Une mission de routine devenue historique
Tout commence le 4 mars dernier. Lors d’un test de sonar dans le cadre de la stratégie de surveillance des fonds marins, un signal inhabituel apparaît à l’écran. Un drone autonome est envoyé sur place, suivi rapidement par un robot sous-marin télécommandé. Les premières images sont claires : il s’agit bien d’un navire couché sur le sable, parfaitement conservé malgré ses 500 ans de sommeil.
Le bateau mesure environ 30 mètres de long pour 7 mètres de large. Il n’a jamais été pillé, probablement grâce à sa profondeur qui le rendait inaccessible jusqu’à aujourd’hui.
D’après les premières analyses menées par le Drassm (Département des recherches archéologiques subaquatiques et sous-marines), le navire aurait quitté un port de Ligurie, dans le nord de l’Italie. À son bord, une cargaison précieuse : plus de 200 pichets en céramique, des assiettes jaunes empilées, deux chaudrons, des barres de fer, une ancre, et même six canons en fonte.
Les pichets sont décorés de motifs religieux et végétaux, certains marqués du monogramme IHS, symbole du Christ. Le tout est resté parfaitement figé dans le temps, ce qui laisse penser que le naufrage n’a pas été violent. Aucun impact ni signe de combat n’a été relevé.

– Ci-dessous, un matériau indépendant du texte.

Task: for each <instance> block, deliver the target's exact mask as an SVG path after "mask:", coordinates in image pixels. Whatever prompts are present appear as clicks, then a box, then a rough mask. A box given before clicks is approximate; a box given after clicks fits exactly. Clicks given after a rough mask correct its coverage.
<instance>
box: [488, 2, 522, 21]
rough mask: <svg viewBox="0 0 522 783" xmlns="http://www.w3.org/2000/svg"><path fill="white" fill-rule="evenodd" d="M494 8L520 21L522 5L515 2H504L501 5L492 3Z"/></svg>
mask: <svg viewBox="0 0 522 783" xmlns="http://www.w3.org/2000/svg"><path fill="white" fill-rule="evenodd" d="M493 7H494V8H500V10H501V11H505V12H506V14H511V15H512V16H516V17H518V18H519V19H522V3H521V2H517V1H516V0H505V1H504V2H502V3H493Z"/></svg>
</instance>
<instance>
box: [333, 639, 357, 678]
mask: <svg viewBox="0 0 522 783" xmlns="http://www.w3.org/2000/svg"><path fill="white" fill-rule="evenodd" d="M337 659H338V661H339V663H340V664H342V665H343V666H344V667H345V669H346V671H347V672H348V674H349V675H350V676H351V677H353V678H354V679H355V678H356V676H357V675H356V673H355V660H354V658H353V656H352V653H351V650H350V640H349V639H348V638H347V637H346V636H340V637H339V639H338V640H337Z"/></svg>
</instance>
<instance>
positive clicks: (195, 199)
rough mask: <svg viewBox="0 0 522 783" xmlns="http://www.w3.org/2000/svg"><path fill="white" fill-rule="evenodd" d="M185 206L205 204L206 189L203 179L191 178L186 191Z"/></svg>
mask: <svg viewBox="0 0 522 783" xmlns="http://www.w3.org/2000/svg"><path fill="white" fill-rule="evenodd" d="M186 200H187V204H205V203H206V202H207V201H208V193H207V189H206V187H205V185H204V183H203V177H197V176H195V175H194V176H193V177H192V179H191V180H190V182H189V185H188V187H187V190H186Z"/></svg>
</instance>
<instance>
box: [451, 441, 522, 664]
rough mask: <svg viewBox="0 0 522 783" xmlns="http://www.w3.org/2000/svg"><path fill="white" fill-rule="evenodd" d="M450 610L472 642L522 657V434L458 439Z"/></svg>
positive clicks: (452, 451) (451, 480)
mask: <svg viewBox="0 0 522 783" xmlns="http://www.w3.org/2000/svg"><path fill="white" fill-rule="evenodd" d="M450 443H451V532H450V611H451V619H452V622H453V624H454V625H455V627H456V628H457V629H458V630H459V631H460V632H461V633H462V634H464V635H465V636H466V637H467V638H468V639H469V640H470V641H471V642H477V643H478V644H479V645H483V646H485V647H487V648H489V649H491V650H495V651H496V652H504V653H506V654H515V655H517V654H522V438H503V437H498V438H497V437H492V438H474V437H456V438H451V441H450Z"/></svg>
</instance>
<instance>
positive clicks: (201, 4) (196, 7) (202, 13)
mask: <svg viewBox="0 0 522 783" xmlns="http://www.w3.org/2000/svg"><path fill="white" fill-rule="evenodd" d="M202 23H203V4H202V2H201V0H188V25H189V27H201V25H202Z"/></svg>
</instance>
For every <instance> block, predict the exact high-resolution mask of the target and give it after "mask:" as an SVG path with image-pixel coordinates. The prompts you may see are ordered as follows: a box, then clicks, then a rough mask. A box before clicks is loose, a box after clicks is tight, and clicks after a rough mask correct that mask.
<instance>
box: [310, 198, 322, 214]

Une capsule du passé entre merde du présent
Si les objets du XVIe siècle sont en état remarquable, les images ont révélé un autre détail plus inquiétant : la présence de déchets modernes parmi les vestiges. Canettes, gobelets, emballages plastiques et même une paire de menottes rouillées sont visibles autour de l’épave. Une pollution qui atteint même les profondeurs les plus extrêmes de la Méditerranée.
Pour les experts, cette découverte est double : à la fois scientifique et symbolique. Elle raconte l’histoire d’un navire oublié mais aussi celle de notre impact contemporain sur les fonds marins.
Une étude longue et high-tech à venir
Le Drassm, en partenariat avec la Marine nationale, prévoit la création d’un jumeau numérique en 3D du site. L’idée est de cartographier avec précision chaque objet, chaque détail, sans perturber l’équilibre fragile de l’épave. Les prochaines étapes incluent des prélèvements ciblés, des analyses de céramique et une étude des métaux retrouvés.
Une exposition publique pourrait voir le jour dans les prochaines années, afin de partager cette découverte avec le grand public. D’ici là, les chercheurs poursuivront leur enquête pour retracer le voyage de ce navire, son itinéraire, et peut-être percer le mystère de son naufrage silencieux.
Une trouvaille qui redonne de l’élan à l’archéologie sous-marine
Avec cette épave baptisée Camarat 4, la France ajoute une pièce majeure à son patrimoine subaquatique. Elle rejoint les grandes découvertes récentes tout en soulignant l’intérêt de continuer à explorer les fonds marins, même les plus inaccessibles.
Cette capsule temporelle oubliée à 2 567 mètres sous la surface est bien plus qu’un navire. Elle est le témoin silencieux d’un autre temps… et du nôtre.